The Q&A highlights a number of additional key considerations for the conduct of the comparability exercise:

  • requirement to conduct a comparability exercise for any changes to the manufacturing process of the ATMP occurring at any stage of the development, including introduction of new manufacturing site;
  • use of the risk-based approach in the determination of the amount of comparability data that needs to be generated:
    • high risk changes or changes to the manufacturing of authorised ATMPs or ATMPs in pivotal clinical trials require the generation of more comparability data;
    • only critical changes to the manufacturing of the starting material with impact on the manufacturing of the finished product require the conduct of a comparability exercise.
  • requirement to compare both the manufactured products and the manufacturing processes themselves;
  • use of appropriate analytical tools for the comparability exercise;
  • preferred approach for the comparability exercise:
    • side by side testing vs comparison of post-change data with pre-change historical data.

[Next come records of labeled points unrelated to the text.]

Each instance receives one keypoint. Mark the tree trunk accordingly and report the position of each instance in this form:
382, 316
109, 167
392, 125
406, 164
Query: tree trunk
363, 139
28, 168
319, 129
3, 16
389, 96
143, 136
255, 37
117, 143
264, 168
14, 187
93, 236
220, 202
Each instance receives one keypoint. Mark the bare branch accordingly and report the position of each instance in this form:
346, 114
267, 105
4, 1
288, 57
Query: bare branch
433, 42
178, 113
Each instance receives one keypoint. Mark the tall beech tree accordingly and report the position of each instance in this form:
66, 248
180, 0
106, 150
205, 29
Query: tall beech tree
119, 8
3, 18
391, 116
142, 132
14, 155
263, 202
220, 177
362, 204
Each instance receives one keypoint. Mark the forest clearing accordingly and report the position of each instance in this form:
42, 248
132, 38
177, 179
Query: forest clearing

  • potential use of healthy donors’ materials;
  • need for stability studies and acceptability of statistical approaches;
  • determination of the number of batches to be used in the comparability study.

As a general rule, the EMA discourages companies to introduce changes to the manufacturing process or the final ATMP during the conduct of clinical pivotal clinical trials. This is due to the complexity of the comparability exercise in such situations and the potential impact on the validity of the clinical data. If the changes are unavoidable, companies are advised to seek the EMA’s scientific advice.